Geschichte[Bearbeiten | Quelltext bearbeiten]

Die Satzung der Gesellschaft beginnt mit den Worten „Die internationale Gesellschaft für Rassenhygiene bezweckt die Förderung der Theorie und Praxis der Rassenhygiene unter den weißen Völkern“.[1] Am Ende des Jahres der Gründung der Gesellschaft (1905) waren 31 Mitglieder registriert.
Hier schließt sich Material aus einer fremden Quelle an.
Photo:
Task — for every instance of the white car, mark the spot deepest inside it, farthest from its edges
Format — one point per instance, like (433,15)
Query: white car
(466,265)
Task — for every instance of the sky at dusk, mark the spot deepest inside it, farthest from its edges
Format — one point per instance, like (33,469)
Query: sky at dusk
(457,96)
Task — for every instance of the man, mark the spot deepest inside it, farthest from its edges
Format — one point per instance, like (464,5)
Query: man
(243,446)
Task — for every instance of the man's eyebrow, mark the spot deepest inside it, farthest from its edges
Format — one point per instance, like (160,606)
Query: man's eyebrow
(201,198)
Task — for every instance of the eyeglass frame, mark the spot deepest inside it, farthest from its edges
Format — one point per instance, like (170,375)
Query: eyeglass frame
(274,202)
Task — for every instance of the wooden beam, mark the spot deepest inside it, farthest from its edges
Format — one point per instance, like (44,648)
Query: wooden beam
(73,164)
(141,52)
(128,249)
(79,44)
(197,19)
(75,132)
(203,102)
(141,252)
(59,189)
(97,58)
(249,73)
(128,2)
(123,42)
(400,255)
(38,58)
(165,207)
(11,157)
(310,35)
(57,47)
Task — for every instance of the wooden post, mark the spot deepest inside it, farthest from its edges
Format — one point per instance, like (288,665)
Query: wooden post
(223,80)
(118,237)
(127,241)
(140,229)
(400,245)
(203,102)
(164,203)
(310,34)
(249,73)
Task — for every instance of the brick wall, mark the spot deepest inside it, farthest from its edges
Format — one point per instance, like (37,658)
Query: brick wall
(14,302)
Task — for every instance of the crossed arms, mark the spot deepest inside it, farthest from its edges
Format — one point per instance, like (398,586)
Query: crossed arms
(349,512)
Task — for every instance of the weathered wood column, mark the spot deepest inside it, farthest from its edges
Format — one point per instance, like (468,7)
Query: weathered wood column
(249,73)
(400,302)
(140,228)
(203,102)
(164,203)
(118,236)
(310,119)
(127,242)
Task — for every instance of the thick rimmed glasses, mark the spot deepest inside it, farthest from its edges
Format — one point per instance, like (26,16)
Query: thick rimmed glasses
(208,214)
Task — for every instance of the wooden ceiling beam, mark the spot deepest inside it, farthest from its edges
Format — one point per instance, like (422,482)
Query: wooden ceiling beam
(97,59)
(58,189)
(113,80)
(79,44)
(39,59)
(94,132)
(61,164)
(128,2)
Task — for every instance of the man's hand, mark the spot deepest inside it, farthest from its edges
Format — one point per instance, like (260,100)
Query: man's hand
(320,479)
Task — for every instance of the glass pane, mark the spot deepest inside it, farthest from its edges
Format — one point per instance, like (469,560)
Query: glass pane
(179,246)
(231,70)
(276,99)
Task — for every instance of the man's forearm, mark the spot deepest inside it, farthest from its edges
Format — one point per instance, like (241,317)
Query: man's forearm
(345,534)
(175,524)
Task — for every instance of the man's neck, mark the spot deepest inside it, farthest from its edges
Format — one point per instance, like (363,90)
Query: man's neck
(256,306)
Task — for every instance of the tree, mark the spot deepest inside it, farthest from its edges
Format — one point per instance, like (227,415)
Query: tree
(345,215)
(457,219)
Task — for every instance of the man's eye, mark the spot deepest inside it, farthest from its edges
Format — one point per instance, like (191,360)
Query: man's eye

Neben Alfred Ploetz, der Psychiater und Schwager von Ploetz Ernst Rüdin, Ploetz’ Jugendfreund Gerhart Hauptmann, der Schriftsteller Wilhelm Bölsche, der Hygieniker Max von Gruber, der Arzt Wilhelm Schallmayer, die Ärztin Agnes Bluhm, der Ethnologe Richard Thurnwald, der Forschungsreisende Wilhelm Filchner, der Jurist Anastasius Nordenholz, die Zoologen Ludwig Plate und Konrad Günther, der Botaniker Erwin Baur,[2] der Arzt Wilhelm Weinberg, der Hygieniker Ignaz Kaup und der sozialdemokratische Sozialhygieniker Alfred Grotjahn. Nach Berlin gründeten sich weitere Ortsgruppen in München (Alfred Ploetz, Max von Gruber, Ernst Rüdin[3]), Freiburg, Gießen (Hermann Hoffmann) und Stuttgart. Ehrenmitglieder wurden der Zoologe Ernst Haeckel, der Genetiker August Weismann und der Gynäkologe Alfred Hegar.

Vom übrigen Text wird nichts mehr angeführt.